Unsure how to migrate my containerized torch.distributed.launch script to torchrun

I run Pytorch from a container on an HPC system. A simplified version of my usual launch script looks something like this:

RANK=1
for i in ${HOSTS// /}
do
        if [[ "$i" != "$HOST0" ]] ; then
                ssh  $i $CONATINER_EXEC $CONTAINER_EXEC_ARGS python -m torch.distributed.launch --nproc_per_node=$NGPU --nnodes=$NHOST --node_rank=$RANK --master_addr="$HOST0" --master_port=12581 train.py $CONFIG &
                RANK=$((RANK+1))
        fi
done

$CONTAINER_EXEC $CONTAINER_EXEC_ARGS python -m torch.distributed.launch --nproc_per_node=$NGPU --nnodes=$NHOST --node_rank=0 --master_addr="$HOST0" --master_port=12581 train.py $CONFIG

This works great for me, because it means I don’t have to play games trying to keep a version of mpirun or gloo or whatever on the host system synchronized with those same tools in the container.

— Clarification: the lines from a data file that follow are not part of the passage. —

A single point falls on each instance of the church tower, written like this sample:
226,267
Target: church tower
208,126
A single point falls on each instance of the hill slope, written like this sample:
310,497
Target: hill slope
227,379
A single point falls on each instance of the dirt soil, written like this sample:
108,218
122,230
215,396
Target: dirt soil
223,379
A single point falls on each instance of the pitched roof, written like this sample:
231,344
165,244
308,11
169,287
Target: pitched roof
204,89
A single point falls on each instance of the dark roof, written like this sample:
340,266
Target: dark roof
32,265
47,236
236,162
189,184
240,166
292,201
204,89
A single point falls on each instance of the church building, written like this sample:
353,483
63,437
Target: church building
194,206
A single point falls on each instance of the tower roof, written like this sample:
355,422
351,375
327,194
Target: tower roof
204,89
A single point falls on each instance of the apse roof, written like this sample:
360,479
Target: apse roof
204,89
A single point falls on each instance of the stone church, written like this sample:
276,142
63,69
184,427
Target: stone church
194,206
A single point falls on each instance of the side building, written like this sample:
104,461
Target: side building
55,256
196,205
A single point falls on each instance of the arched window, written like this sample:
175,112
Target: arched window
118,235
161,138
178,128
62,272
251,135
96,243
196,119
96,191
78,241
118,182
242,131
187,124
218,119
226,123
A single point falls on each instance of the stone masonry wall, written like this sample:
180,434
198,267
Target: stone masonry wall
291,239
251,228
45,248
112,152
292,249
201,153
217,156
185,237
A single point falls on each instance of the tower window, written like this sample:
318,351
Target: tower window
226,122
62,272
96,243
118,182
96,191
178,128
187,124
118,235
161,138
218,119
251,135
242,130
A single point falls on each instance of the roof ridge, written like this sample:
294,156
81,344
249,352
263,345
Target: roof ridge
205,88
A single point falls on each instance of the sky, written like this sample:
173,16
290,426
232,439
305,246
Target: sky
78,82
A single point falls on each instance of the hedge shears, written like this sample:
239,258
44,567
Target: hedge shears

According to the distributed docs, torch.distributed.launch is about to be deprecated, in favor of torchrun which uses Elastic Launch instead of the old way of launching distributed torch. This is not really compatible with my workflow, but there doesn’t seem to be a non-deprecated way to replicate my manner of launching with torch.distributed.launch? Is my old workflow about to be deprecated?

Maybe Tristan can help here? @d4l3k